The distance between quarks within a proton is not a straightforward concept due to the nature of quantum chromodynamics (QCD), the theory that describes the strong interaction between quarks. In QCD, quarks are confined within hadrons (particles made of quarks, such as protons and neutrons) and cannot be observed as isolated particles.
The concept of distance in QCD is not the same as the distance we are familiar with in everyday life. Instead, the interaction between quarks is mediated by gluons, which are particles that carry the strong force. The strong force becomes stronger as quarks move farther apart, making it energetically favorable for new quark-antiquark pairs to form between the original quarks, resulting in the creation of additional hadrons. This phenomenon is known as quark confinement.
As a result of quark confinement, it is not meaningful to talk about the exact distance between quarks within a proton. Instead, it is more appropriate to describe the distribution of quarks within the proton in terms of their probability density.

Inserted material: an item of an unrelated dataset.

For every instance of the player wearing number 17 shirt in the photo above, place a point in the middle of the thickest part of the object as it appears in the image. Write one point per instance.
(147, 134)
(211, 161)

This distribution is described by the parton distribution functions (PDFs), which provide information about the likelihood of finding a quark with a certain momentum fraction within the proton.
Experimental measurements, such as deep inelastic scattering experiments, have provided valuable insights into the parton distribution functions and the internal structure of protons. However, these measurements do not provide a direct measurement of the distance between individual quarks within the proton.